UVALDE, Texas (KTRK) -- This week marks one year since a former student killed 19 students and two teachers in Uvalde.

"I'm still stuck on day one. I'm still stuck waiting for Amerie, and she never came out," explained Dora Mendoza, the grandmother of 10-year-old Amerie Jo Garza. "I'm still waiting for her to run out like the other kids, and she never did."

Amerie was one of 21 murdered.

Officials said 376 law enforcement officers responded that day, but it was 77 minutes before any of them went in.

Families still don't know why.

The Texas Rangers and the Department of Justice have ongoing investigations, but neither has been completed or resulted in any charges.

"They've had nothing but pure hell for a year," Uvalde Mayor Don McLaughlin said. "In a year's time, they still don't have answers to simple questions they should have gotten.

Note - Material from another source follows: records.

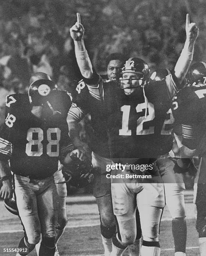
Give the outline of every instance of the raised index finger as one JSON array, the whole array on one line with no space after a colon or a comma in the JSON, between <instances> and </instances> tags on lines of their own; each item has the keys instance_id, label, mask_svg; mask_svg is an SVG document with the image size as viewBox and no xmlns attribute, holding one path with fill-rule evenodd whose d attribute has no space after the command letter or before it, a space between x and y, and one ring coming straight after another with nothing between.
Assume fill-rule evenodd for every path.
<instances>
[{"instance_id":1,"label":"raised index finger","mask_svg":"<svg viewBox=\"0 0 206 256\"><path fill-rule=\"evenodd\" d=\"M79 23L81 23L80 15L79 13L76 13L76 19L77 22L79 22Z\"/></svg>"},{"instance_id":2,"label":"raised index finger","mask_svg":"<svg viewBox=\"0 0 206 256\"><path fill-rule=\"evenodd\" d=\"M189 13L187 13L186 15L186 26L188 26L190 24L190 15Z\"/></svg>"}]
</instances>

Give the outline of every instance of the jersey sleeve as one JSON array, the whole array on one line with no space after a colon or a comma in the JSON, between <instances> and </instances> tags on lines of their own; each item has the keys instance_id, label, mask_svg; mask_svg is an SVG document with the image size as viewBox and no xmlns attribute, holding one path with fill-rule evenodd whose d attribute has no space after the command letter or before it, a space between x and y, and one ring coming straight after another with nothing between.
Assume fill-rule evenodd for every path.
<instances>
[{"instance_id":1,"label":"jersey sleeve","mask_svg":"<svg viewBox=\"0 0 206 256\"><path fill-rule=\"evenodd\" d=\"M182 144L190 149L195 149L198 145L198 134L194 125L182 124Z\"/></svg>"},{"instance_id":2,"label":"jersey sleeve","mask_svg":"<svg viewBox=\"0 0 206 256\"><path fill-rule=\"evenodd\" d=\"M80 82L81 82L79 83L76 88L78 93L80 93L81 89L86 85L89 94L93 97L100 100L101 98L104 97L103 89L104 80L94 69L93 69L93 77L92 78L84 78Z\"/></svg>"},{"instance_id":3,"label":"jersey sleeve","mask_svg":"<svg viewBox=\"0 0 206 256\"><path fill-rule=\"evenodd\" d=\"M76 104L72 103L69 111L67 118L69 120L76 120L79 122L83 119L86 114L86 112L84 112Z\"/></svg>"},{"instance_id":4,"label":"jersey sleeve","mask_svg":"<svg viewBox=\"0 0 206 256\"><path fill-rule=\"evenodd\" d=\"M6 97L5 121L0 131L0 160L8 160L11 156L14 138L18 136L17 119L20 113L25 112L28 102L27 95L13 94ZM21 104L23 102L25 104Z\"/></svg>"},{"instance_id":5,"label":"jersey sleeve","mask_svg":"<svg viewBox=\"0 0 206 256\"><path fill-rule=\"evenodd\" d=\"M178 92L179 82L173 72L166 77L165 81L169 97L170 100L172 100Z\"/></svg>"}]
</instances>

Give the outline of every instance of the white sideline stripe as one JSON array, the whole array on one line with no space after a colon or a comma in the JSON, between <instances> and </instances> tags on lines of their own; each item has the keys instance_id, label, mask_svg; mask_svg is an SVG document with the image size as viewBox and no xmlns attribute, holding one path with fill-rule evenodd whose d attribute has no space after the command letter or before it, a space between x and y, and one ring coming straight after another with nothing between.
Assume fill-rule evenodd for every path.
<instances>
[{"instance_id":1,"label":"white sideline stripe","mask_svg":"<svg viewBox=\"0 0 206 256\"><path fill-rule=\"evenodd\" d=\"M198 249L198 246L191 246L190 247L186 247L186 250L191 250L191 249ZM174 248L168 248L167 249L161 249L161 251L174 251L175 250ZM88 256L104 256L104 254L91 254L88 255Z\"/></svg>"},{"instance_id":2,"label":"white sideline stripe","mask_svg":"<svg viewBox=\"0 0 206 256\"><path fill-rule=\"evenodd\" d=\"M186 219L187 220L192 220L194 218L187 218ZM171 218L164 218L162 219L161 220L162 221L169 221L172 220ZM91 225L91 224L82 224L80 225L67 225L66 226L66 228L84 228L84 227L95 227L96 226L99 226L99 223L98 224L94 224L93 225ZM23 229L10 229L9 230L0 230L0 234L3 234L4 233L17 233L18 232L23 232ZM189 248L189 247L188 247Z\"/></svg>"},{"instance_id":3,"label":"white sideline stripe","mask_svg":"<svg viewBox=\"0 0 206 256\"><path fill-rule=\"evenodd\" d=\"M186 250L191 250L191 249L198 249L199 246L191 246L190 247L186 247ZM162 251L175 251L174 248L168 248L167 249L161 249Z\"/></svg>"}]
</instances>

I'm the mayor, and I haven't gotten one briefing from anybody from day one."

RELATED: Uvalde families frustrated and continue to mourn nearly 1 year after the school shooting

In a press conference Monday, the mayor said the city's private investigation into the shooting had been blocked.

"Everybody who was there that day needs to be held accountable, whether it be the school police department, the Uvalde police department, every agency that was there," he said. "This is my opinion - it's been a bunch of B.S. We've been here, and we're still waiting for answers. But, we are moving forward to get those answers, and as soon as we have our report, which should have been done and it's not, I can promise you whatever action we can take, we will take."

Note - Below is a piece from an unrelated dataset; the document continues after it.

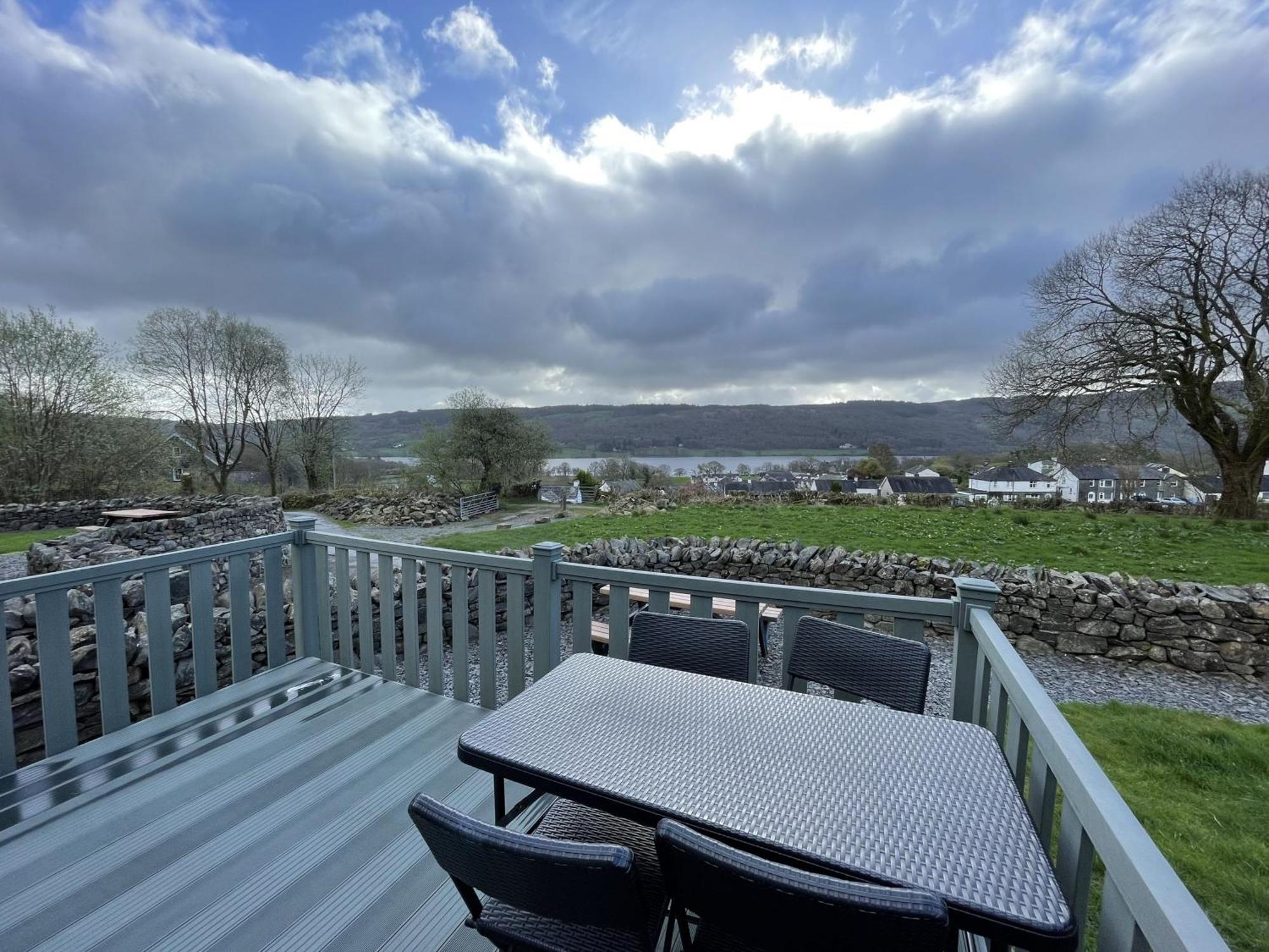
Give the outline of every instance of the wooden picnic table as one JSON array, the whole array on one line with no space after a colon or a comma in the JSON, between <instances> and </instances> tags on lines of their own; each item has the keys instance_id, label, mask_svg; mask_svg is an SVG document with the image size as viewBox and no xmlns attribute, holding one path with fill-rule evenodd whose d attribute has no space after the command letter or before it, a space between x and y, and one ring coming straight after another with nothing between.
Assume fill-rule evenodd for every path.
<instances>
[{"instance_id":1,"label":"wooden picnic table","mask_svg":"<svg viewBox=\"0 0 1269 952\"><path fill-rule=\"evenodd\" d=\"M107 509L102 513L110 523L115 522L150 522L152 519L170 519L180 515L176 509Z\"/></svg>"}]
</instances>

Plans have also been delayed multiple times to demolish Robb Elementary, the site of so much pain for this community.

"We still see law enforcement that were in the hallway driving police cars," Mendoza said. "Nothing has changed for us. Still the same thing. No consequences."

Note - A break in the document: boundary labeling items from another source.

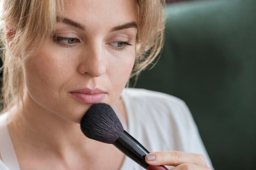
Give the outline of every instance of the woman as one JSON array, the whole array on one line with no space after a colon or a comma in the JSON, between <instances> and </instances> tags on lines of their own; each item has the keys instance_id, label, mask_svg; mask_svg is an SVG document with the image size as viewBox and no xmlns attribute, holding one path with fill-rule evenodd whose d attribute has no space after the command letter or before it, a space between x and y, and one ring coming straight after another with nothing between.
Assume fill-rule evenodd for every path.
<instances>
[{"instance_id":1,"label":"woman","mask_svg":"<svg viewBox=\"0 0 256 170\"><path fill-rule=\"evenodd\" d=\"M209 169L183 102L124 89L130 76L144 69L162 47L159 1L4 2L1 168L143 169L112 145L81 132L79 123L87 109L104 102L114 108L131 135L149 150L158 151L146 157L149 164ZM159 151L171 150L179 151Z\"/></svg>"}]
</instances>

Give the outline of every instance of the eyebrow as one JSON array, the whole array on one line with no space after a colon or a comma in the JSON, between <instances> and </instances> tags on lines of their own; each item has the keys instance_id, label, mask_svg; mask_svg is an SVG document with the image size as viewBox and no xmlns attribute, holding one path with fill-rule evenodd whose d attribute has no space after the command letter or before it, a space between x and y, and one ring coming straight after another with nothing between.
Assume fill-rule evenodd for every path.
<instances>
[{"instance_id":1,"label":"eyebrow","mask_svg":"<svg viewBox=\"0 0 256 170\"><path fill-rule=\"evenodd\" d=\"M135 21L132 21L130 22L127 22L124 24L118 25L112 28L110 30L110 32L116 31L119 31L124 29L127 29L130 28L135 28L136 29L138 28L138 25L137 23Z\"/></svg>"},{"instance_id":2,"label":"eyebrow","mask_svg":"<svg viewBox=\"0 0 256 170\"><path fill-rule=\"evenodd\" d=\"M66 18L61 18L57 16L56 20L57 22L62 22L65 24L77 28L83 31L84 31L85 30L85 27L83 26L81 24ZM126 23L121 25L118 25L117 26L115 26L112 28L110 30L110 32L114 32L117 31L127 29L130 28L135 28L136 29L137 29L138 25L137 25L136 22L135 21L132 21L130 22Z\"/></svg>"},{"instance_id":3,"label":"eyebrow","mask_svg":"<svg viewBox=\"0 0 256 170\"><path fill-rule=\"evenodd\" d=\"M80 29L81 29L83 31L84 31L85 30L84 26L82 26L80 24L72 21L68 18L63 18L57 16L56 17L56 20L57 22L62 22L68 25L70 25L71 26Z\"/></svg>"}]
</instances>

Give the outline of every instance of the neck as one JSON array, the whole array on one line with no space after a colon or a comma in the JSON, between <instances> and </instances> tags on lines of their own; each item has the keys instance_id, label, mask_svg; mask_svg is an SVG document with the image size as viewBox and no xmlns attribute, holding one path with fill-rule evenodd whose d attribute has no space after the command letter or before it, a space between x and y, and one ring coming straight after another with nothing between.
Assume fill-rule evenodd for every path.
<instances>
[{"instance_id":1,"label":"neck","mask_svg":"<svg viewBox=\"0 0 256 170\"><path fill-rule=\"evenodd\" d=\"M95 152L106 147L84 136L80 124L46 110L31 101L29 96L25 97L24 104L9 114L8 127L13 140L18 141L17 145L23 144L31 148L31 150L42 148L60 155L71 150Z\"/></svg>"}]
</instances>

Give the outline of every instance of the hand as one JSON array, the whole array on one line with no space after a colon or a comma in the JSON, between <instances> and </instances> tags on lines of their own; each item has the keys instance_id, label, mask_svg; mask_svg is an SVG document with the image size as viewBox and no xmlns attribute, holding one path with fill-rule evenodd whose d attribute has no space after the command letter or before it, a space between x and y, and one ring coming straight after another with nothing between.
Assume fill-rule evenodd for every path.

"You can't begin to heal, and you can't begin to get closure if the fundamental things haven't been answered," said Jesse Rizo, the uncle of Jacklyn "Jackie" Cazares. "I am disappointed, to be honest with you, with my community. At the beginning of those tragedies, people from all over the place, including Uvalde, came together. The people that had the power to do what was right, in my opinion, they just blew it. They blew the opportunity that they had, and now they have a lot of work ahead."